Le 16 novembre, un amendement au projet de loi de financement de la Sécurité sociale proposait que « les soins, actes et prestations se réclamant de la psychanalyse ou reposant sur des fondements théoriques psychanalytiques ne donnent plus lieu à remboursement », en invoquant l’absence de « validation scientifique » de la Haute Autorité de santé. Il ne s’agit pas d’un ajustement ponctuel, mais de l’exclusion annoncée d’un champ théorique — et de toutes les pratiques susceptibles d’en être « inspirées ».
Une frontière difficile à tracer
La formulation retenue par l’amendement pose une première difficulté pratique : comment définir précisément ce qui serait interdit de prise en charge ? L’expression « se réclamant de la psychanalyse » ouvre une large zone d’indétermination. Cette imprécision risque d’affecter des pratiques très diverses qui ne se présentent pas nécessairement comme psychanalytiques.
Au-delà des étiquettes, la psychanalyse a diffusé des modalités d’accompagnement désormais courantes. Parmi elles : l’écoute centrée sur la personne, l’attention portée au discours, la prise en compte de l’histoire subjective et la valorisation du temps de la parole. Ces éléments sont intégrés dans des dispositifs variés et parfois transversaux.
Un paysage thérapeutique hybride
On retrouve ces postures dans la psychiatrie, les psychothérapies intégratives, les thérapies cognitivo-comportementales, ainsi que dans le secteur médico-social. Elles irriguent aussi des pratiques institutionnelles et des relations d’aide non spécialisées. Ce constat ne prétend pas établir la supériorité d’une approche sur une autre ; il souligne que le champ contemporain du soin psychique est hybride et poreux.
Tracer une limite nette entre ce qui relèverait encore du remboursement et ce qui en serait exclu paraît donc compliqué. Une séparation tranchée serait susceptible d’apparaître arbitraire dès lors que des techniques ou postures cliniques circulent d’un cadre à l’autre et se combinent dans la pratique.

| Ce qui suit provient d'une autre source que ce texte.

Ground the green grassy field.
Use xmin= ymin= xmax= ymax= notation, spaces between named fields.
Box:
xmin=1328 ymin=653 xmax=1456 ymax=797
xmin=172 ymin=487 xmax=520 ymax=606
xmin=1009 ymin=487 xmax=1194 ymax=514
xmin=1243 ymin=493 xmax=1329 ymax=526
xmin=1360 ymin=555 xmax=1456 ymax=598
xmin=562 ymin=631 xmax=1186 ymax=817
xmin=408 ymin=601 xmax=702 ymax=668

La question de la scientificité
Si l’amendement s’appuie sur l’argument de la scientificité, il est utile de rappeler ce qu’implique une démarche scientifique cohérente. Quand un champ est discuté ou insuffisamment documenté, la réponse usuelle de la recherche n’est pas la suppression mais l’investigation : on finance des études, on met en place des protocoles, on élabore des méthodologies adaptées à l’objet étudié.
Cette approche est la norme pour des thérapies émergentes ou des pratiques expérimentales. La logique scientifique privilégie l’évaluation et l’amélioration continue plutôt que l’exclusion systématique. Appliquer ce principe aux pratiques psychanalytiques, ou à des pratiques partiellement inspirées par elles, impliquerait des dispositifs d’examen et des recherches ciblées.
Or, l’amendement ne propose aucune voie d’examen, aucun financement de recherche, ni aucun dispositif d’évaluation. Il retire une possibilité d’aide sans instruire le dossier et sans prévoir de mécanisme destiné à vérifier les effets ou l’efficacité des pratiques visées.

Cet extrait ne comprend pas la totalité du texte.